Cuando en el último tercio del siglo XIX el "canciller de hierro" reflexionaba con ironía acerca del pasado y la pulsión autodestructiva de los españoles, a España, en su convulso destino, todavía le faltaba la tragedia de la Guerra Civil de 1936. Y la dictadura del general Franco.

Salimos de aquello a través del proceso de la Transición, un pacto- de renuncias recíprocas- entre derechas e izquierdas que abrió la puerta a una normalización de la vida política y de la convivencia. Pacto que se mantuvo a pesar de la embestida del terrorismo nacionalista vasco ( la ETA), que asesinó a más de ochocientas personas en el intento de hacer fracasar el incipiente proceso hacia la democracia. Con altibajos en orden al tan español fenómeno de la división en dos bandos -la polarización-, pero desde que se aprobó la Constitución en 1978 nuestro país fue entrando en una senda de normalización. Con picos y valles.

El país se dividió a raíz de la política del Gobierno Aznar aliado de Estados Unidos en la invasión de Iraq y posteriormente creció la tensión tras el terrible atentado de cuño islamista del 11 de Marzo de 2004 en el que resultaron asesinadas 193 personas y heridas más de dos mil. Aquel clima desembocó en un cambio de gobierno. José Luis Rodríguez Zapatero, un dirigente socialista de escaso relieve hasta entonces, alcanzó la presidencia del Gobierno y con él cobró cuerpo una estrategia de confrontación sostenida cuya impronta se alarga hasta nuestros días negando legitimidad a la derecha presentada como heredera irredenta del franquismo.

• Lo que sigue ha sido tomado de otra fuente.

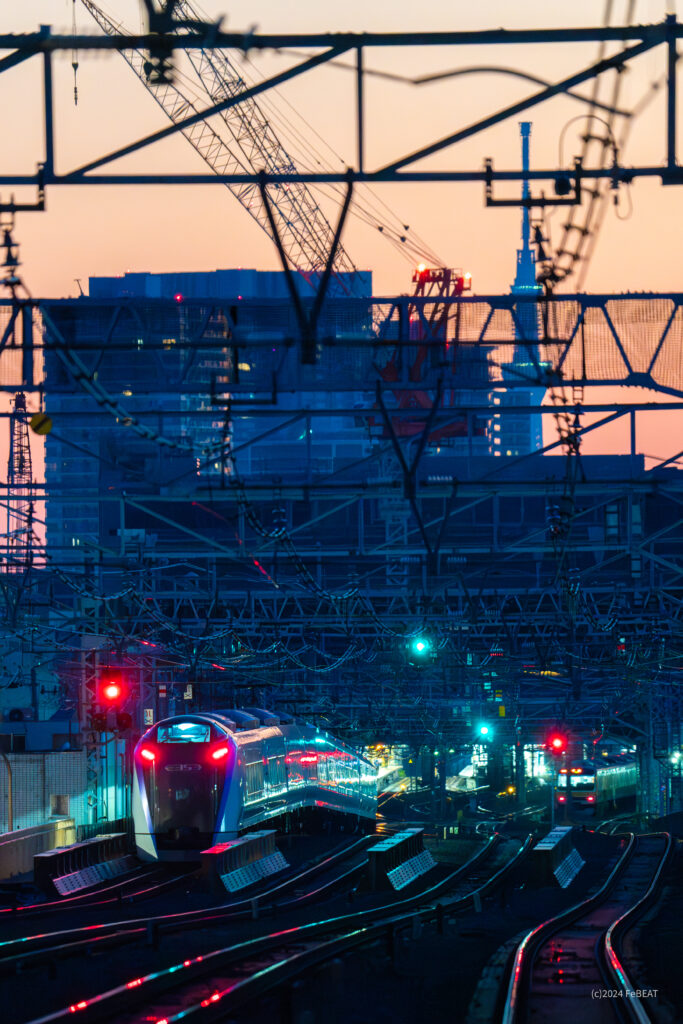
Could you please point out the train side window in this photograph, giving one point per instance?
(254, 781)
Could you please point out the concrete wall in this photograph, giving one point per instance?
(18, 848)
(45, 786)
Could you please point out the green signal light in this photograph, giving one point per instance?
(421, 646)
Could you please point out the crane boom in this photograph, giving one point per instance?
(305, 233)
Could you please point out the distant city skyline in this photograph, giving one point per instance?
(104, 230)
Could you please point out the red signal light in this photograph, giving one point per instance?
(557, 742)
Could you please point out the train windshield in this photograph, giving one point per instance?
(184, 732)
(582, 781)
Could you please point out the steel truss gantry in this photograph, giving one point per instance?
(564, 600)
(326, 48)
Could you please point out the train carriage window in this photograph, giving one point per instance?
(582, 781)
(254, 781)
(184, 732)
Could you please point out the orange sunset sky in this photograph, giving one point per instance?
(108, 230)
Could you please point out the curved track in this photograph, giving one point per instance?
(34, 950)
(569, 968)
(214, 984)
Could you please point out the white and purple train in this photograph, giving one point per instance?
(205, 778)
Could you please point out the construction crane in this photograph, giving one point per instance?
(19, 500)
(304, 231)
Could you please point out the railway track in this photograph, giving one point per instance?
(34, 950)
(213, 985)
(571, 967)
(152, 883)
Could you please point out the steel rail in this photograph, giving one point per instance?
(524, 955)
(31, 949)
(90, 898)
(611, 941)
(109, 1006)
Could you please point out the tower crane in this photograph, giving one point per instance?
(304, 231)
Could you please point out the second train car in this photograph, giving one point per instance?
(204, 778)
(602, 785)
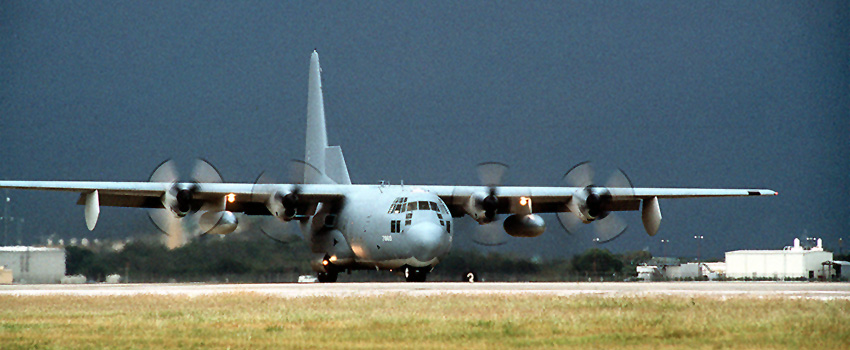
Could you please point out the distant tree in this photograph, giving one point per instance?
(82, 261)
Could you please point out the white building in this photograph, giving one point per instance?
(791, 262)
(34, 264)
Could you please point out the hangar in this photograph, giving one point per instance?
(33, 264)
(791, 262)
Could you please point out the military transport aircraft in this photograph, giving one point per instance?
(403, 228)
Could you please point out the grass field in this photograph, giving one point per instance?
(247, 320)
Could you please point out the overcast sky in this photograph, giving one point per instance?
(678, 94)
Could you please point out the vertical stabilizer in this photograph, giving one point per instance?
(328, 160)
(317, 136)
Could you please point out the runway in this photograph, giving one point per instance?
(295, 290)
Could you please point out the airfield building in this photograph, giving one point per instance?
(792, 262)
(33, 264)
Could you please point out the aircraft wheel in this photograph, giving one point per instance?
(327, 277)
(415, 275)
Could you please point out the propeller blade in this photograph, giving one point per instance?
(580, 175)
(269, 225)
(609, 228)
(164, 172)
(619, 179)
(204, 172)
(491, 173)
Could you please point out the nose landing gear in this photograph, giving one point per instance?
(415, 274)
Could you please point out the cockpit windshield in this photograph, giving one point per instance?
(401, 205)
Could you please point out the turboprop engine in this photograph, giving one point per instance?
(482, 207)
(530, 225)
(590, 203)
(284, 205)
(179, 199)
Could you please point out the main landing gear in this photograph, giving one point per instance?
(413, 274)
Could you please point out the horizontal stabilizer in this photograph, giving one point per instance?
(92, 209)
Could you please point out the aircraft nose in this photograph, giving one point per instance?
(429, 240)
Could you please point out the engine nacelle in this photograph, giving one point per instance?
(179, 201)
(590, 203)
(482, 207)
(284, 205)
(530, 225)
(218, 223)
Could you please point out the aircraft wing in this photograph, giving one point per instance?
(555, 199)
(247, 198)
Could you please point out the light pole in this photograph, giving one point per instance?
(6, 219)
(699, 245)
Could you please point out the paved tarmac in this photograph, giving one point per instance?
(610, 289)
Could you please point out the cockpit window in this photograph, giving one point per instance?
(398, 205)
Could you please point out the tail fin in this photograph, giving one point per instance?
(328, 160)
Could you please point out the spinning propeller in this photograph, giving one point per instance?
(594, 204)
(283, 206)
(490, 234)
(182, 210)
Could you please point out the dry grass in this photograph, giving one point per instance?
(248, 320)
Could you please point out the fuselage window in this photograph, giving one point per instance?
(397, 206)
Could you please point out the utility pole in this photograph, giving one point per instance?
(6, 219)
(699, 245)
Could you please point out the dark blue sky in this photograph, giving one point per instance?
(678, 94)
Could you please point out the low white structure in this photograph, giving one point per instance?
(34, 264)
(791, 262)
(695, 271)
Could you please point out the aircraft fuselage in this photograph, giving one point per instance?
(384, 227)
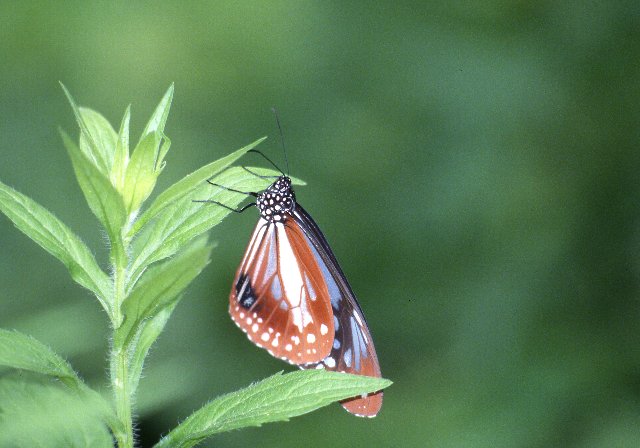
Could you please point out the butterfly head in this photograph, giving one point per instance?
(277, 201)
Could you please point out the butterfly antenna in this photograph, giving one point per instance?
(286, 160)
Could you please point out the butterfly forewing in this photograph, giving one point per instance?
(279, 297)
(291, 297)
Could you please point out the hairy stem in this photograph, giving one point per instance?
(119, 359)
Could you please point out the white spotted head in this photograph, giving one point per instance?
(277, 200)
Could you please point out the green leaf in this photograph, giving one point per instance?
(189, 183)
(153, 299)
(141, 175)
(276, 398)
(92, 149)
(186, 219)
(56, 238)
(121, 157)
(161, 285)
(20, 351)
(36, 412)
(159, 117)
(147, 334)
(103, 199)
(102, 138)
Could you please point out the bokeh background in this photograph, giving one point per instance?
(473, 164)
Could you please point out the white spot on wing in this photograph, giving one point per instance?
(311, 338)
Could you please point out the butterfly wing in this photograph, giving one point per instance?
(279, 297)
(352, 350)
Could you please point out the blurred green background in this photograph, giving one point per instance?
(473, 165)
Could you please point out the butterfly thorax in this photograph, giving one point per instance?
(277, 201)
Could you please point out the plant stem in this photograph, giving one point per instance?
(119, 359)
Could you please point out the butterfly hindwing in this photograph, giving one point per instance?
(352, 349)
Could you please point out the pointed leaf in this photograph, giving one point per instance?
(41, 413)
(93, 153)
(276, 398)
(149, 331)
(103, 199)
(189, 183)
(56, 238)
(20, 351)
(160, 287)
(159, 117)
(121, 157)
(102, 138)
(141, 173)
(186, 219)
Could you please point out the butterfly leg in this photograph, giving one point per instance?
(248, 193)
(258, 175)
(239, 210)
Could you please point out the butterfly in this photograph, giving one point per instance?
(290, 296)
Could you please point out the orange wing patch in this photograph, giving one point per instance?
(279, 298)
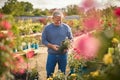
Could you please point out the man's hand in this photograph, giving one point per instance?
(54, 47)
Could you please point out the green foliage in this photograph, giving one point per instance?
(64, 45)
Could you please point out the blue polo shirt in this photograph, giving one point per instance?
(55, 35)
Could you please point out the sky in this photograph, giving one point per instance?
(49, 4)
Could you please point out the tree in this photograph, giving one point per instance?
(16, 8)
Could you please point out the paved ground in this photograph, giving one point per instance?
(40, 59)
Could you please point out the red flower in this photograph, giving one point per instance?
(88, 3)
(6, 25)
(91, 23)
(1, 15)
(86, 45)
(117, 11)
(30, 54)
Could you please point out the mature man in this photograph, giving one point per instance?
(52, 37)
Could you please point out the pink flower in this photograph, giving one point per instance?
(30, 54)
(1, 35)
(1, 15)
(88, 4)
(87, 45)
(117, 11)
(6, 25)
(91, 23)
(77, 56)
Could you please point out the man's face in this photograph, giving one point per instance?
(57, 20)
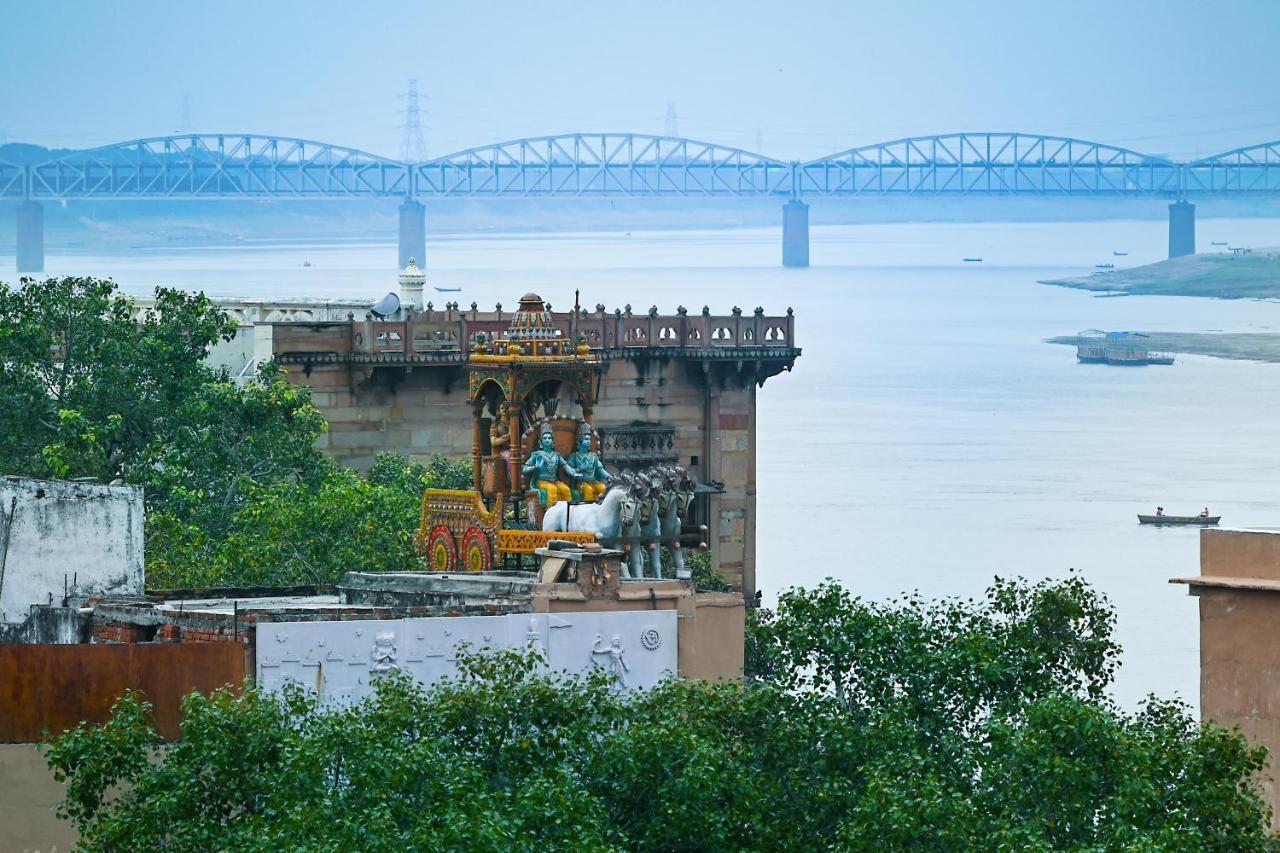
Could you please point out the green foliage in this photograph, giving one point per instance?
(86, 388)
(704, 574)
(909, 725)
(302, 529)
(236, 491)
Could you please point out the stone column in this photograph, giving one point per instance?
(1182, 228)
(412, 237)
(795, 233)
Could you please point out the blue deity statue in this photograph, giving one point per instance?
(592, 477)
(543, 466)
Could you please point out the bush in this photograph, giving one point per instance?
(897, 726)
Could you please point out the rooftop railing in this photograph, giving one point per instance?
(455, 329)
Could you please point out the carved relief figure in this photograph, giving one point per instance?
(384, 653)
(615, 658)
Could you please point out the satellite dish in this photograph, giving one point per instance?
(387, 305)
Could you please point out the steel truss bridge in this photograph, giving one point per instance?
(225, 165)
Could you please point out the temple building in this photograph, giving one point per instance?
(676, 388)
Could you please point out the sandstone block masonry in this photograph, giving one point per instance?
(680, 388)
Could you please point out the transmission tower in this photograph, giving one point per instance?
(412, 145)
(671, 124)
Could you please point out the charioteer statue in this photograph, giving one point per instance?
(592, 477)
(543, 466)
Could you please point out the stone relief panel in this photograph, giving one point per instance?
(341, 660)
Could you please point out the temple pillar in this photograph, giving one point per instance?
(795, 233)
(1182, 228)
(412, 237)
(31, 237)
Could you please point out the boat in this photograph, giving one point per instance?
(1194, 520)
(1123, 349)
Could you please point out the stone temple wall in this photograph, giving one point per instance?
(421, 409)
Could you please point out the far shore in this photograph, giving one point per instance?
(1253, 274)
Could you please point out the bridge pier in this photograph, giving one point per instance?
(412, 240)
(1182, 228)
(31, 237)
(795, 233)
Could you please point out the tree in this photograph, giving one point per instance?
(905, 725)
(236, 491)
(85, 387)
(301, 529)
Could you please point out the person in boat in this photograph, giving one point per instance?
(593, 479)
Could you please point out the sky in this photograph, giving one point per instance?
(791, 80)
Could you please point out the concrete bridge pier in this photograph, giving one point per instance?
(1182, 228)
(412, 241)
(31, 237)
(795, 233)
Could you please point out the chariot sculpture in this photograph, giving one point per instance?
(536, 470)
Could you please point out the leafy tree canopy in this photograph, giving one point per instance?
(905, 725)
(236, 491)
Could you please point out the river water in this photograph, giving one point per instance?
(927, 439)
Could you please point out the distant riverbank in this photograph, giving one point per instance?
(1225, 276)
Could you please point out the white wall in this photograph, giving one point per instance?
(55, 533)
(339, 660)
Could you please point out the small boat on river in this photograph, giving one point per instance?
(1194, 520)
(1124, 349)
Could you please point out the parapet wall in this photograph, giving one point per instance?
(1239, 611)
(62, 538)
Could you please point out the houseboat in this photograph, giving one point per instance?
(1095, 346)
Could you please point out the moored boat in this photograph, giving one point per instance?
(1124, 349)
(1201, 520)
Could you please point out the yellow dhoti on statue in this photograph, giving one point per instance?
(592, 491)
(556, 491)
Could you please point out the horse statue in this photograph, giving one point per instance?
(615, 514)
(679, 487)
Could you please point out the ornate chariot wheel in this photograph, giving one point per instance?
(476, 551)
(440, 551)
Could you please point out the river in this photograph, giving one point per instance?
(927, 439)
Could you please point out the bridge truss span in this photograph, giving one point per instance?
(603, 164)
(218, 165)
(988, 164)
(12, 181)
(1255, 169)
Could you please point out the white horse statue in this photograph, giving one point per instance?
(607, 519)
(679, 493)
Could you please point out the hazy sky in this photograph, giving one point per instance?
(796, 80)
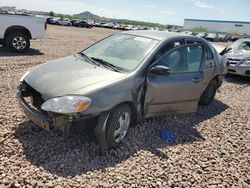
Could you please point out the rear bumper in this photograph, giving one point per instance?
(42, 120)
(239, 70)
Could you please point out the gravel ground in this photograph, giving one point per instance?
(211, 148)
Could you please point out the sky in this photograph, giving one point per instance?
(159, 11)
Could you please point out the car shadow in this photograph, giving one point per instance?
(242, 80)
(31, 52)
(79, 153)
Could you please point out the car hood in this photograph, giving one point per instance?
(67, 75)
(238, 54)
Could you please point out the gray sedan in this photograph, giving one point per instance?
(238, 57)
(121, 80)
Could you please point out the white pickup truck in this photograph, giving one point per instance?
(17, 30)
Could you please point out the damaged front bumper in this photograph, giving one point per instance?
(43, 120)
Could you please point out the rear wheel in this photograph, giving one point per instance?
(3, 43)
(118, 125)
(208, 95)
(18, 42)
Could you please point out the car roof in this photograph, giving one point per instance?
(158, 35)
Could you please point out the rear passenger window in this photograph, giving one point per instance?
(194, 58)
(167, 47)
(208, 54)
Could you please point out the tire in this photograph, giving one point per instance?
(3, 43)
(208, 95)
(18, 42)
(113, 135)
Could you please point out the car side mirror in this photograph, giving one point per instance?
(160, 70)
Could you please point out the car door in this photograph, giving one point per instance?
(209, 65)
(180, 90)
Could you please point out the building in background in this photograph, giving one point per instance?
(218, 26)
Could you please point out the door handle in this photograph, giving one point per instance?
(196, 80)
(211, 65)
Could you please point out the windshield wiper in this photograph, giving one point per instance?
(107, 64)
(87, 58)
(226, 50)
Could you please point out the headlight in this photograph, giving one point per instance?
(66, 104)
(246, 61)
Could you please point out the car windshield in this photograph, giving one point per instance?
(122, 50)
(241, 45)
(212, 35)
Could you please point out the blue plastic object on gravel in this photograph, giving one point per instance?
(167, 135)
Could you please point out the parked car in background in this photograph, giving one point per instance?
(225, 37)
(235, 37)
(238, 57)
(16, 31)
(74, 21)
(202, 35)
(160, 72)
(213, 37)
(83, 24)
(61, 22)
(49, 20)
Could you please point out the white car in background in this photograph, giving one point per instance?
(17, 30)
(61, 22)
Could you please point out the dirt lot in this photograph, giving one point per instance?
(211, 149)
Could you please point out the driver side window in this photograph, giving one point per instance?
(175, 60)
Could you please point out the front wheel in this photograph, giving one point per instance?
(118, 125)
(208, 95)
(18, 42)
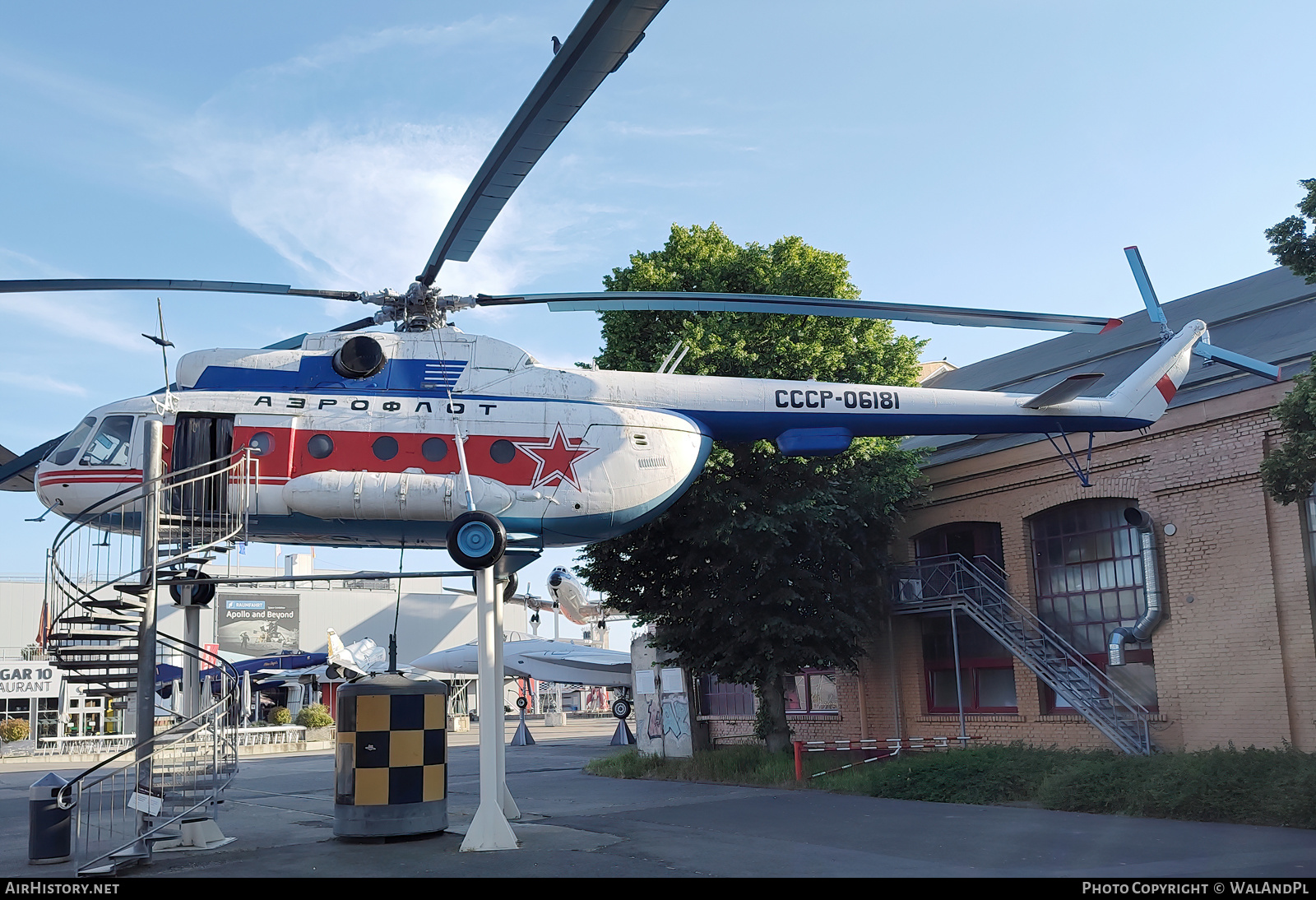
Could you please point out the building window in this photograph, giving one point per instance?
(717, 698)
(1089, 579)
(986, 669)
(813, 689)
(809, 691)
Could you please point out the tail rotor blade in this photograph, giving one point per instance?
(1237, 361)
(1140, 276)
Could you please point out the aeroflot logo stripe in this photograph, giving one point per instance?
(92, 476)
(443, 373)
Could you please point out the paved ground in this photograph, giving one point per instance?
(280, 808)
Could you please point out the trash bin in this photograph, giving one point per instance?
(392, 757)
(49, 837)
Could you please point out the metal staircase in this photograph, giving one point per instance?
(104, 571)
(978, 588)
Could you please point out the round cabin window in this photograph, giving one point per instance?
(320, 447)
(359, 357)
(261, 443)
(433, 449)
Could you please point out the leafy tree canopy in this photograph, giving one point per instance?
(769, 564)
(1290, 471)
(1290, 243)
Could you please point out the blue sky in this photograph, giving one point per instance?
(989, 154)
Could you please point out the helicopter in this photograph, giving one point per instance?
(432, 437)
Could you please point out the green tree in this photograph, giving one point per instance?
(1290, 471)
(769, 564)
(1289, 474)
(1290, 243)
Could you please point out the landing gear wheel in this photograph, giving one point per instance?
(202, 594)
(477, 540)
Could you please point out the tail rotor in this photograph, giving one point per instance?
(1203, 349)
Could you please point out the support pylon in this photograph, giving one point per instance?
(489, 831)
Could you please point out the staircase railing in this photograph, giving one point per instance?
(102, 590)
(978, 588)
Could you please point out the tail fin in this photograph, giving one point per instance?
(1148, 391)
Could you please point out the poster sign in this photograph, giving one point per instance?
(258, 624)
(30, 680)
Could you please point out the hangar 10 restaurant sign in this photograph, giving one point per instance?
(30, 682)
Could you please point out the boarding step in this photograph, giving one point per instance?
(90, 649)
(99, 619)
(116, 864)
(109, 680)
(94, 634)
(115, 603)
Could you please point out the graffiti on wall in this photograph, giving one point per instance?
(675, 715)
(669, 716)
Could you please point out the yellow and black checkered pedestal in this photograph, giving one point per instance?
(392, 761)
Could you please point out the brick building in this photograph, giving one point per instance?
(1022, 574)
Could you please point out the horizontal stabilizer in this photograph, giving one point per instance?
(1065, 391)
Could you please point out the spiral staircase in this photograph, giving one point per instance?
(105, 570)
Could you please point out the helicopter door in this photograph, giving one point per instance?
(201, 440)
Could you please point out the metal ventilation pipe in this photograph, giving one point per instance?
(1142, 628)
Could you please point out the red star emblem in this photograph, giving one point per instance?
(556, 459)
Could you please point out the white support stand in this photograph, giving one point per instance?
(508, 805)
(191, 665)
(489, 831)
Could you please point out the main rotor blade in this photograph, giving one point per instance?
(767, 303)
(1140, 276)
(598, 45)
(39, 285)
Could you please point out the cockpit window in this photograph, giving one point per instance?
(109, 447)
(67, 449)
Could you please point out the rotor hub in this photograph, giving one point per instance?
(419, 309)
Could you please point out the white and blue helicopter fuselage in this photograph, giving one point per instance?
(561, 456)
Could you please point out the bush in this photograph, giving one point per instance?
(315, 716)
(736, 765)
(1248, 787)
(15, 729)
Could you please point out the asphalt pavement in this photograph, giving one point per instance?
(280, 811)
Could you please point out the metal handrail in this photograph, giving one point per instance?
(216, 502)
(1026, 621)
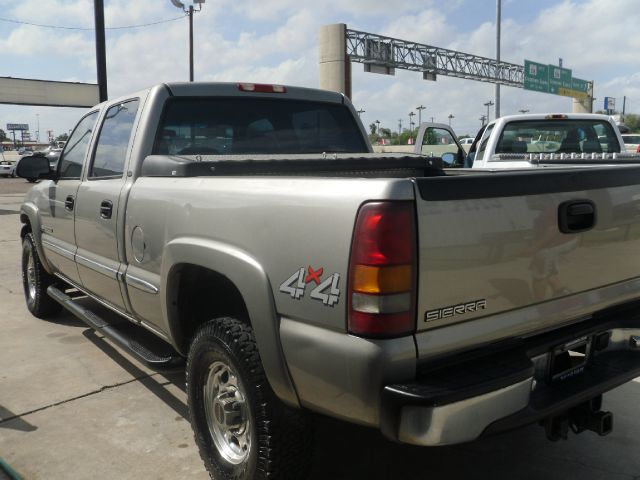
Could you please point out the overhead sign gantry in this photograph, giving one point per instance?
(340, 46)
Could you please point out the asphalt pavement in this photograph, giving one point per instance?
(73, 406)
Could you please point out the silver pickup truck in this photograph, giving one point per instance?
(248, 229)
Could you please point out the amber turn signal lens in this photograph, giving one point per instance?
(382, 280)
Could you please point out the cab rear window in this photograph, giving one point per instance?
(558, 136)
(224, 126)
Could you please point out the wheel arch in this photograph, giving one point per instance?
(30, 218)
(238, 278)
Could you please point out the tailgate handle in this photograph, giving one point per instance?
(576, 216)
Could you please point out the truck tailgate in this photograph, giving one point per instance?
(520, 245)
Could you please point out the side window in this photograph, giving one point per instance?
(482, 146)
(75, 151)
(113, 140)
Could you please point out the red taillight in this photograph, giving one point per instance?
(382, 270)
(261, 88)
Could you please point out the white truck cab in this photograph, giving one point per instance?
(532, 140)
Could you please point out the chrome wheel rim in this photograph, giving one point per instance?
(227, 413)
(31, 276)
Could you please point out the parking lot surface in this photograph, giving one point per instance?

Pedro Sánchez, su sucesor al frente del PSOE y del Ejecutivo, ha mantenido y reforzado esa estrategia defendiendo la conveniencia de levantar un muro -a modo de "cordón sanitario"- para frenar a la derecha. En tiempos de Zapatero era el Partido Popular, ahora con el añadido de VOX, la formación de extrema derecha. El objetivo es impedir la alternancia. Y para conseguirlo formalizan alianzas con los pequeños partidos que se declaran enemigos de la idea misma de España. Ahora están pisando el acelerador de la polarización intentado disimular los casos de corrupción. Presos del pánico ante las derrotas sufridas en los cuatro último comicios autonómicos y la explosiva agenda judicial que les persigue. Vienen tiempos recios de confrontación. Quedémonos con lo bueno de la frase-sentencia de Bismarck.